Hearing Anything Anywhere

Mason Wang,Ryosuke Sawata,Samuel Clarke,Ruohan Gao,Shangzhe Wu,Jiajun Wu
2024-06-12
Abstract:Recent years have seen immense progress in 3D computer vision and computer graphics, with emerging tools that can virtualize real-world 3D environments for numerous Mixed Reality (XR) applications. However, alongside immersive visual experiences, immersive auditory experiences are equally vital to our holistic perception of an environment. In this paper, we aim to reconstruct the spatial acoustic characteristics of an arbitrary environment given only a sparse set of (roughly 12) room impulse response (RIR) recordings and a planar reconstruction of the scene, a setup that is easily achievable by ordinary users. To this end, we introduce DiffRIR, a differentiable RIR rendering framework with interpretable parametric models of salient acoustic features of the scene, including sound source directivity and surface reflectivity. This allows us to synthesize novel auditory experiences through the space with any source audio. To evaluate our method, we collect a dataset of RIR recordings and music in four diverse, real environments. We show that our model outperforms state-ofthe-art baselines on rendering monaural and binaural RIRs and music at unseen locations, and learns physically interpretable parameters characterizing acoustic properties of the sound source and surfaces in the scene.

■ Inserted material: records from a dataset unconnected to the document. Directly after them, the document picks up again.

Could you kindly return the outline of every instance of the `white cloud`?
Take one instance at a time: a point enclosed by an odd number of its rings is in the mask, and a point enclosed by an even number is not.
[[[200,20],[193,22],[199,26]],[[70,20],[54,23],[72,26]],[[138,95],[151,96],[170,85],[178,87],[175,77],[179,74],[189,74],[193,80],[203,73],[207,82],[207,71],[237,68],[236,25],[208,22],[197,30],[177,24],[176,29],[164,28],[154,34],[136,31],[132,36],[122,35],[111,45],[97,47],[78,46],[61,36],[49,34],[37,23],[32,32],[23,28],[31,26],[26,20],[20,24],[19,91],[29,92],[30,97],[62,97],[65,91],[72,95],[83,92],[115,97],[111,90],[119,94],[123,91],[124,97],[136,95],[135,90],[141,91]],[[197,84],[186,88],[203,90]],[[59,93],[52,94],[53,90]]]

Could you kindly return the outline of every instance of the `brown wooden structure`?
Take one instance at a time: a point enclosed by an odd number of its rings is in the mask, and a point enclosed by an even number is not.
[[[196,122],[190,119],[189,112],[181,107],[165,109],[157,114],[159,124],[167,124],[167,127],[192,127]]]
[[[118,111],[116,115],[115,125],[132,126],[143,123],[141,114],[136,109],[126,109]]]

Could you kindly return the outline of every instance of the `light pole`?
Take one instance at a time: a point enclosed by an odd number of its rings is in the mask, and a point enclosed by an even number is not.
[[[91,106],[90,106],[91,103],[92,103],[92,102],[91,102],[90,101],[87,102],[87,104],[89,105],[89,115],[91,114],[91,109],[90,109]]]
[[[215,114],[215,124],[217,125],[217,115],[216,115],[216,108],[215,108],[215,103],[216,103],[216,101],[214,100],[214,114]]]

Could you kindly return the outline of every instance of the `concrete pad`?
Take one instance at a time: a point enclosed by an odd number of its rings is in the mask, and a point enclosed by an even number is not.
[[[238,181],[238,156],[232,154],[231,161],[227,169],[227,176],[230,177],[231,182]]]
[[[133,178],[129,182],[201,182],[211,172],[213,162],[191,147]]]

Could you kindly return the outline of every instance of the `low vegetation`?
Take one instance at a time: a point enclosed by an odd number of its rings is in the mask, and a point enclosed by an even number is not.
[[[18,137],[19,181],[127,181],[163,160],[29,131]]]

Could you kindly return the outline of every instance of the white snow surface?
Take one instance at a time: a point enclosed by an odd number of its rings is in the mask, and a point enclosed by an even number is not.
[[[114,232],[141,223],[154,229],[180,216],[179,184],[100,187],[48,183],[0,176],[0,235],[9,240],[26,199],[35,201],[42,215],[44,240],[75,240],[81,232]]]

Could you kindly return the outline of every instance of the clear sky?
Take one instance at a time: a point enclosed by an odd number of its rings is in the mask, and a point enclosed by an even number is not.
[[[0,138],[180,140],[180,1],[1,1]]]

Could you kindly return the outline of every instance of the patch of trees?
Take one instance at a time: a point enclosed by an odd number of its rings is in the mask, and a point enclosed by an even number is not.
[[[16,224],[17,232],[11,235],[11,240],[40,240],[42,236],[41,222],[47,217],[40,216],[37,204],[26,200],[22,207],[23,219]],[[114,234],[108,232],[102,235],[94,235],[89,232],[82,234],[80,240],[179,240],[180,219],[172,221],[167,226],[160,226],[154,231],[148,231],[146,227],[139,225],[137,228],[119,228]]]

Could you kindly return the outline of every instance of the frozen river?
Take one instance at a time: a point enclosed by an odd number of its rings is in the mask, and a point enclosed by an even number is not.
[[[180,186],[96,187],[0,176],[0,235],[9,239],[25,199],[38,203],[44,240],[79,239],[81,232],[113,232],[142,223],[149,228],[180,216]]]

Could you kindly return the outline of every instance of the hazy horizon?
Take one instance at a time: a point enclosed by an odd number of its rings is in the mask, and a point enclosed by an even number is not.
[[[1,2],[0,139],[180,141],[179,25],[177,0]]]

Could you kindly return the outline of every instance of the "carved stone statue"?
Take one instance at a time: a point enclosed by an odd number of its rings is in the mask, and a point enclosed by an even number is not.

Sound,Computer Vision and Pattern Recognition,Machine Learning,Audio and Speech Processing
What problem does this paper attempt to address?
The problem that this paper attempts to solve is to reconstruct the spatial acoustic characteristics of any environment given sparse room impulse response (RIR) measurement data and planar reconstructions of the scene. Specifically, the authors aim to simulate any source audio at any location by using a small number (about 12) of RIR recordings and planar reconstructions of the scene, thereby achieving "Hearing Anything Anywhere". This goal is similar to the sparse - view novel view synthesis (NVS) task in computer vision and graphics, but sound waves are characterized by temporal variability and slow propagation speed compared to light waves, which makes common visual NVS methods unsuitable for audio processing. To achieve this goal, the paper introduces DIFFRIR, a differentiable RIR rendering framework that can explanatorily model significant acoustic feature parameters in the scene, such as the directivity of the sound source and the reflectivity of the surface. Through these models, DIFFRIR can synthesize new auditory experiences at any location in space. The paper also proposes an analysis - based synthesis paradigm to characterize the physically interpretable parameters of the sound source and the surfaces in the scene by optimizing the difference between the output of DIFFRIR and the known RIR measurement values. The main contributions of the paper include: 1. Proposing DIFFRIR, a differentiable acoustic inverse - rendering framework that can recover the immersive sound field of a room from a set of sparsely distributed RIR measurement data. 2. Constructing a new dataset containing real RIRs measured from hundreds of locations in four different real - world environments. 3. By comparing with existing methods in various settings, it is proven that in practical data - limited scenarios, the DIFFRIR method is more effective than existing methods and can predict more accurate RIRs and music at unseen locations. In summary, this research aims to capture the real - world acoustic space with a small amount of hardware setup (such as 12 microphones), which is more practical for many consumer application scenarios.